Unser Mehrwert für den Kunden
Unsere Machbarkeitsstudie hat gezeigt, dass eine automatisierte Klassifizierung der Transaktionen möglich ist. Wenn diese Automatisierung implementiert wird, führt sie zu beschleunigten Prozessen und einer einheitlichen Klassifizierung ohne manuelle Irrtümer. Die Mitarbeiter, die derzeit für diese manuelle Tätigkeit zuständig sind, können sich dann anderen, abwechslungsreicheren Aufgaben widmen und so neue Herausforderungen angehen. Zusätzlich kann dies dem Unternehmen gegen den drohenden Fachkräftemangel helfen.
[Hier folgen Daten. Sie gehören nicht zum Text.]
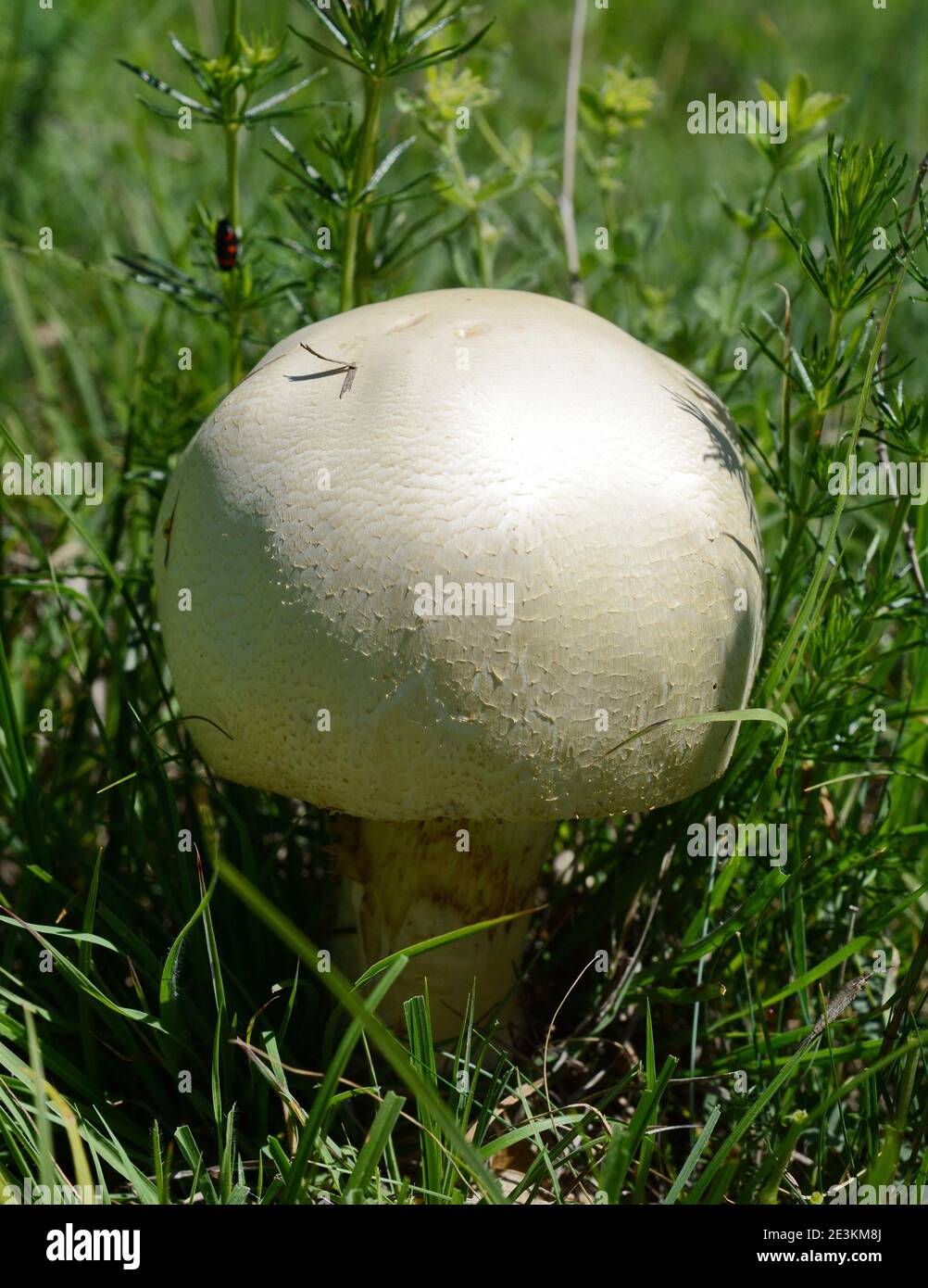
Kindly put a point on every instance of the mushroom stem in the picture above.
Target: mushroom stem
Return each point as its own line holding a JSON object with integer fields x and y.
{"x": 411, "y": 881}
Info-Box für Klassifizierungsmethoden
Logistische Regression
Mit der Methode der logistischen Regression wird eine Klassifikation vorgenommen, die auf Wahrscheinlichkeiten für das Eintreten eines Ereignisses beruht. Dabei wird auf Annahmen bezüglich der Verteilung oder den linearen Zusammenhang der unterschiedlichen Gruppen verzichtet.
Random Forrest
Alle Entscheidungsbäume, die Teil der Random Forrests sind, wachsen während eines Lernprozesses unter Verwendung eines Zufallsmechanismus. Jeder Baum trifft zu einem Problem eine Entscheidung und die Klasse mit den meisten Stimmen gewinnt.
AdaBoost
Kleinere Lernalgorithmen werden in Serie geschaltet. Dadurch ist diese Methode sensitiv gegenüber Streuungen und Ausreißern. Da jeder Algorithmus unterschiedliche Klassen besser zuordnen kann, liefert ihre Kombination ein besseres Ergebnis.
Neuronales Netzwerk
Nach dem Modell des Gehirns werden Neuronen oder Nodes in einem Netzwerk angeordnet. Durch ein Training mit Referenzdaten kann das Netzwerk selbstständig die Klassifikation von Daten erlernen. Für diesen Trainingsprozess sind große Datenmengen erforderlich.